First, it should be important for one to understand that what you are referring to as "Hindu" does not refer to any particular religion. The word "Hindu" simply comes from the word "Indu",
and had been used to refer to those who had been living as part of the Indus civilization and along the banks of the Indus river.
And how does this change the fact that the indigenous people living there had their own names for themselves and their culture?
This logic reminds me of English murde - cough cough settlers, who generalized the numerous indigenous cultures, tribes, and peoples they found as "Indian." So would you tell the American Indian that his/her culture is not Indian because Indian was a geographic misnomer? Would you risk an arrow through your face Amir?
What matters is not etymological and anachronistic considerations but the context and connotations it came to hold.
Terms such as "Dharmic" and "Hindu" are synonymous. Deal with it.
Those who were living in this geographical area were referred to as "Hindus" when other conquerers entered into the land. The word "Hindu" is simply a geographical identification
That doesn't change the fact that "Hindu" was simply a term that "caught on" and was used by the followers of whatever Dharma they were a part of to identity themselves.
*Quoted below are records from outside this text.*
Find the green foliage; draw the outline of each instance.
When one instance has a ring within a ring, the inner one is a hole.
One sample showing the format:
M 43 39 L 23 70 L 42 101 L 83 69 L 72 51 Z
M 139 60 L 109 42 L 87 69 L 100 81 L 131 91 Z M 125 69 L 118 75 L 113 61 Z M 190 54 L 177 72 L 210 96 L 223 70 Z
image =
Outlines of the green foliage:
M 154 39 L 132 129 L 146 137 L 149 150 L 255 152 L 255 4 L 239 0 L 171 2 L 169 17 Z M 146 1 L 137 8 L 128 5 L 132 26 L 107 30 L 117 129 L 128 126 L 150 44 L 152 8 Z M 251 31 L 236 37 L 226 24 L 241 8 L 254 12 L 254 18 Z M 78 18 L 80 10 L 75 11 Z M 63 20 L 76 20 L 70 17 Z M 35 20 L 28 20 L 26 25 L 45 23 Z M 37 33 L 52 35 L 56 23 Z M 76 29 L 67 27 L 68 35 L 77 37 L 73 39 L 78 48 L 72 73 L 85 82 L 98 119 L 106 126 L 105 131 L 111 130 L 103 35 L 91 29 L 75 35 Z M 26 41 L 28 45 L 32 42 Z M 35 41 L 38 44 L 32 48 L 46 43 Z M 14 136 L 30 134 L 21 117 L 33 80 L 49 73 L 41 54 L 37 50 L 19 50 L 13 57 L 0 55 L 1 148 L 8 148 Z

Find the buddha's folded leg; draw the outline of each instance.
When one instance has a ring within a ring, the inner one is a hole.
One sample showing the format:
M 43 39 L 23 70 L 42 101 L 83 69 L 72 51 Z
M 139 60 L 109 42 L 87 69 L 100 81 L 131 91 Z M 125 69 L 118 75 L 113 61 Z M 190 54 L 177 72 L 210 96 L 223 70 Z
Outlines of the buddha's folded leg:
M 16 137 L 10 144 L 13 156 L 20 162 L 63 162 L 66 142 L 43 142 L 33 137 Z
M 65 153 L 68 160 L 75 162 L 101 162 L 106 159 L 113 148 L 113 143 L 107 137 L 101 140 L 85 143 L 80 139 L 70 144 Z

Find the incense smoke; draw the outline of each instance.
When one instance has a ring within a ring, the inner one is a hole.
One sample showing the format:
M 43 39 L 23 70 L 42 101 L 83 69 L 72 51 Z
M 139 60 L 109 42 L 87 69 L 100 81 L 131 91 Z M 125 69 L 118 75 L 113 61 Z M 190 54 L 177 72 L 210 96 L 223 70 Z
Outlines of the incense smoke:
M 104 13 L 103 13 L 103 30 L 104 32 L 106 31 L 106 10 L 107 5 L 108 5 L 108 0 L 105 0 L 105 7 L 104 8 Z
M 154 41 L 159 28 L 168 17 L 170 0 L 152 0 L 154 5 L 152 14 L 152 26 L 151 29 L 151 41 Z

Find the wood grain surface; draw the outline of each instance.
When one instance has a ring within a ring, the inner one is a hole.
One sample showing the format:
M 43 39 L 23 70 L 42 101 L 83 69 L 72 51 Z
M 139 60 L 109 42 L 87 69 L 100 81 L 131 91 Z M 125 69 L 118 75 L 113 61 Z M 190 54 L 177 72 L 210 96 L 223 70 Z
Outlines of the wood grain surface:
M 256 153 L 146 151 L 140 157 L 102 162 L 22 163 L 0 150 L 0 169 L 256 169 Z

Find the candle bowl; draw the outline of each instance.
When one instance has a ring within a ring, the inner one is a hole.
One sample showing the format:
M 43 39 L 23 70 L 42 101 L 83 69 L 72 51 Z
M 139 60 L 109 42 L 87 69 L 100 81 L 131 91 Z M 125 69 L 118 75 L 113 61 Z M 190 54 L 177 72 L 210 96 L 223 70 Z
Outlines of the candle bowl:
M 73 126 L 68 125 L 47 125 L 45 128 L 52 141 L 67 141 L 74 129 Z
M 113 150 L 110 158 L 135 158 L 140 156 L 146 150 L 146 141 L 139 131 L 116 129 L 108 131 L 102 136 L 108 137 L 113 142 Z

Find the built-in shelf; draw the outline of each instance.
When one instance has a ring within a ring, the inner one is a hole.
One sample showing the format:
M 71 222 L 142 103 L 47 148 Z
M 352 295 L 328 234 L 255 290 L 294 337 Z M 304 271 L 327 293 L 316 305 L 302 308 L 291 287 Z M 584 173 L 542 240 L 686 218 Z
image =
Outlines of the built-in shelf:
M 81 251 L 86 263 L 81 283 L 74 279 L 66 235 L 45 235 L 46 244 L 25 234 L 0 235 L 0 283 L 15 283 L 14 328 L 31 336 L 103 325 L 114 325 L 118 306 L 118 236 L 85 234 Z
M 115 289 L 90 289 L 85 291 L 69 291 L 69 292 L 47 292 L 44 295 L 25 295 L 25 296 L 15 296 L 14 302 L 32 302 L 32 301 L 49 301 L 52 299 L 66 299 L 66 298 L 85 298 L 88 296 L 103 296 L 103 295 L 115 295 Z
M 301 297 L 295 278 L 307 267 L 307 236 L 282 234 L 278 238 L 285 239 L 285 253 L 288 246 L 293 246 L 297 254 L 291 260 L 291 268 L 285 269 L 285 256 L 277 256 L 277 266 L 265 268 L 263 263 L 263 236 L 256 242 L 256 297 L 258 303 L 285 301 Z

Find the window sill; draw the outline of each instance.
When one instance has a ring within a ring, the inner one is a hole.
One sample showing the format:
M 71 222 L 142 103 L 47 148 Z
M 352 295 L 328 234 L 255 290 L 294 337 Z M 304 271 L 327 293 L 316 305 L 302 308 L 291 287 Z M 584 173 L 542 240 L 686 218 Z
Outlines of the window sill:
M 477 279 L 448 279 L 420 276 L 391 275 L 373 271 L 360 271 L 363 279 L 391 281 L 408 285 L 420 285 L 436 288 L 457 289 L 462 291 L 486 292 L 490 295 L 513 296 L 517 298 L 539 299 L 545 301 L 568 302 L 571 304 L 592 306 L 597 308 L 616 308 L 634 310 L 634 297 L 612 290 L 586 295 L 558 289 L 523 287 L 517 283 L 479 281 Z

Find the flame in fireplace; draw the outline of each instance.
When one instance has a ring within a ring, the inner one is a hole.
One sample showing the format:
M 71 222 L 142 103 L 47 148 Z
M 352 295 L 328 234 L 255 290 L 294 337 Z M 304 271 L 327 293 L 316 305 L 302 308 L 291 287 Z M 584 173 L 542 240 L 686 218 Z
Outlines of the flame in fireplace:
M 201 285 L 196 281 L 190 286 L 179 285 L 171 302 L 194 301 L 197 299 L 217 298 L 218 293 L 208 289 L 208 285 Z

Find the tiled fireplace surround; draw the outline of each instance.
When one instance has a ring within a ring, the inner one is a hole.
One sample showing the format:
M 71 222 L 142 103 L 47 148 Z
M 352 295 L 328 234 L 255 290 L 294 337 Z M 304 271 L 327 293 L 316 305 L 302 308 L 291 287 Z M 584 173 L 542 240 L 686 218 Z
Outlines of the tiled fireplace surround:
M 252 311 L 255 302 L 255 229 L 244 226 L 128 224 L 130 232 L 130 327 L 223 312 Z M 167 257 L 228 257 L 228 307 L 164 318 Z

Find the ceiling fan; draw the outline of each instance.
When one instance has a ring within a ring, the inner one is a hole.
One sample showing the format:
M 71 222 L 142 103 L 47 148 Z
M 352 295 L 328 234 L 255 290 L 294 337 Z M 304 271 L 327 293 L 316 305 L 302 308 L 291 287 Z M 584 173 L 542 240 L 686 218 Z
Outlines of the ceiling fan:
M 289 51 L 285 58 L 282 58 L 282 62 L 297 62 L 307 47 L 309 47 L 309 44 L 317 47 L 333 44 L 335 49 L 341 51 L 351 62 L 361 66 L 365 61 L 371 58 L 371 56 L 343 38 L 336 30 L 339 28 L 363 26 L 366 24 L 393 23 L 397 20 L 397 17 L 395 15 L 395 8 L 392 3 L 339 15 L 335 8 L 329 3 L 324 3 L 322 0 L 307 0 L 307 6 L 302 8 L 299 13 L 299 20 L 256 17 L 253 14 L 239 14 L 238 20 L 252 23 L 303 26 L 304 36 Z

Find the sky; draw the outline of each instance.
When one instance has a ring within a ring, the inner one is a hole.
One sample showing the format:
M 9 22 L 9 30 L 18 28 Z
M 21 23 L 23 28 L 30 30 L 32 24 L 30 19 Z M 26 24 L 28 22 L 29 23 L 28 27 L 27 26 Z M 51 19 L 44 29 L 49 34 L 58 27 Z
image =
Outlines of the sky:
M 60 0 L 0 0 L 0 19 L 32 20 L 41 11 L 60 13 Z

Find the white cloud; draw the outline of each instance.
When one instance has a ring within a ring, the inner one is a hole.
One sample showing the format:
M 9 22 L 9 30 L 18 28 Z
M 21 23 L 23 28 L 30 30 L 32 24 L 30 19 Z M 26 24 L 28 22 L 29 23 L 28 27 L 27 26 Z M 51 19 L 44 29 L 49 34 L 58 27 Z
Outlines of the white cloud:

- it does not refer to any particular religion, but the culture itself which has flourished in this area.
Yes, it now refers to the "whole package." Deal with it.
Stuff that everyone knows.
Drop you clinging to this idea that "yoga" is Hindu, the very word Hinduism is itself meaningless. Neither does "yoga" require any belief system
Epic fail logic is epic fail.
The etymology of the word Hindu is meaningless in light of the fact that Dharmis of all sorts use it, among other older and indigenous terms, to refer to their culture and religion, or aspects of it, alike.
Back then, the people of the Indian subcontinent referred to themselves by other general terms. Now we use "Hindu," "Indian," and so on.
The foreign origin of the word "Hindu" does not mean that the entire thing to which it refers is not part of Indian heritage.
By your laughable logic, Christianity would not be Judaic in origin since Christianity is an English word.
If yoga is Hindu, then the air is Japanese, and electricity is American. It is just like saying that the big bang was Christian because it was discovered by a Christian.
Fail analogies are fail. Fail logic is fail.
General knowledge belongs to no one.
Cultural and religious practices belong to/originate in different cultural groups. Yoga is Hindu/Indian/Dharmic, Shinto is Japanese, The Haka is Maori, and so on.
Does this mean that there exists a cultural copyright? No. But does it mean you can go around, for example, commercializing Shinto gods, rituals, and so on without seeking the opinions and views of those who follow that culture? No.
You, Amir, are not Indian and therefore, what you say has no import in this matter.
As far as the "methods" of yoga are concerned - then too, it has nothing to do with a belief system.
The methods towards yoga are just part of a science and technology for the expansion of consciousness.
Which are Indic in origin.
That is why Buddhists have made use of the yogic sciences, Jains have made use of the yogic sciences, the "Hindus" have made use of the yogic sciences, Sikhs, Charvaka's, all have made use of the same technology alike.
Yeah, because we all belong to the same general Indic culture.
The only pre-requisite for making use of the yogic sciences is to be a human being.
To truly understand Yoga and to truly appreciate it, you have to understand and immerse yourself in its cultural roots, which are Indic.
Truth is not something that can be organized, and any attempt to organize it is moving dimensions apart from the inexpressible.
Yoga is not the Truth but a way to reach the Truth. All different cultures have their own way of realizing that Truth and those who are not a part of the culture have no right to decide what interpretation is acceptable.